As a sneak-peak courtesy, here is advance copy of a forthcoming publication.

Ethical Mission Definition and Execution for Maritime Robots under Human Supervision

Don Brutzman, Curtis Blais, Duane Davis, and Robert B. McGhee, Naval Postgraduate School (NPS), Monterey California USA, 6 DEC 2017.

Submitted to IEEE Journal of Oceanic Engineering for forthcoming special issue on Cutting Edge AUV Technology, planned publication early 2018.

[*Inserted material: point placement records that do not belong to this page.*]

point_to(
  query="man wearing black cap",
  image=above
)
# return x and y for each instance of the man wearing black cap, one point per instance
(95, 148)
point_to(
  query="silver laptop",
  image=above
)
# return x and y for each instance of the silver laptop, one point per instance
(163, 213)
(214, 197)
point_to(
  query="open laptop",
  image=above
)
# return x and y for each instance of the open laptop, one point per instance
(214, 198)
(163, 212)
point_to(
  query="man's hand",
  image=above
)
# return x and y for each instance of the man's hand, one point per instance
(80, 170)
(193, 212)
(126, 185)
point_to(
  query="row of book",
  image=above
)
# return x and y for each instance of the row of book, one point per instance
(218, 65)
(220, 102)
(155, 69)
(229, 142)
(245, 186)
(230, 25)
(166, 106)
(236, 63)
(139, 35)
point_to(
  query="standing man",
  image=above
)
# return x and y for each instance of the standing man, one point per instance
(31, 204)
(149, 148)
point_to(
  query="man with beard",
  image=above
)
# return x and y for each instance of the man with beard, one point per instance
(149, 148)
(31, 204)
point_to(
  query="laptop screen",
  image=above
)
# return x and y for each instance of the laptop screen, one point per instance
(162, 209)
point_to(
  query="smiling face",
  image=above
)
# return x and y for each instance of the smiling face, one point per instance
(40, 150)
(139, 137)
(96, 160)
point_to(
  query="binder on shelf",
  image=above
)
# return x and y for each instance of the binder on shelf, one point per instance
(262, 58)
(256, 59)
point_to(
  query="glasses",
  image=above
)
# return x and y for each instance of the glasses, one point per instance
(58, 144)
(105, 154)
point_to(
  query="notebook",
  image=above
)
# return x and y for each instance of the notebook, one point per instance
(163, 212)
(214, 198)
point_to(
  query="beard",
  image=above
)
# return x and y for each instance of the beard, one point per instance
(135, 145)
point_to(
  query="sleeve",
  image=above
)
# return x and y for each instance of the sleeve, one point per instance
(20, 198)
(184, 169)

Summary flyer Abstract.  Experts and practitioners have worked long and hard towards achieving functionally capable robots. While numerous areas of progress have been achieved, ethical control of unmanned systems meeting legal requirements has been elusive and problematic.  Common conclusions that treat ethical robots as an always-amoral philosophical conundrum requiring undemonstrated morality-based artificial intelligence (AI) are simply not sensible or repeatable. Patterning after successful practice by human teams shows that precise mission definition and task execution using well-defined, syntactically valid vocabularies is a necessary first step.  Addition of operational constraints enables humans to place limits on robot activities, even when operating at a distance under gapped communications.  Semantic validation can then be provided by a Mission Execution Ontology (MEO) to confirm that no logical or legal contradictions are present in mission orders.  Thorough simulation, testing and certification of qualified robot responses are necessary to build human authority and trust when directing ethical robot operations at a distance.  Together these capabilities can provide safeguards for autonomous robots possessing the potential for lethal force. This approach appears to have broad usefulness for both civil and military application of unmanned systems at sea.

Index Terms — autonomous vehicles, robot ethics, Mission Execution Automata (MEA), Mission Execution Ontology (MEO)

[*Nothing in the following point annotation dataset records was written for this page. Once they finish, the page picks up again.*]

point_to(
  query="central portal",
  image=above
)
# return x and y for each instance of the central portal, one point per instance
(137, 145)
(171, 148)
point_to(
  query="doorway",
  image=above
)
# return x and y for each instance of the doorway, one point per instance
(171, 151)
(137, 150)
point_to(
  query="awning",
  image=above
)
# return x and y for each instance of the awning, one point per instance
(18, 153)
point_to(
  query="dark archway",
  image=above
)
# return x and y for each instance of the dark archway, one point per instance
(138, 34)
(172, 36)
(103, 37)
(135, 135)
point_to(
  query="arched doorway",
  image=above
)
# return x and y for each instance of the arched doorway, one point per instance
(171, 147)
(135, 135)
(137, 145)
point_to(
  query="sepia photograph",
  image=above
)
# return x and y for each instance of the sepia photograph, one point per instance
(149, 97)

Available: publication draft paper and summary flyer.

“Ethical constraints on robot mission execution are possible today.  There is no need to wait for future developments in Artificial Intelligence (AI). It is a moral imperative that ethical constraints in some form be introduced immediately into the software of all robots that are capable of inflicting unintended or deliberate harm to humans or property.”  Robert B. McGhee, April 2016.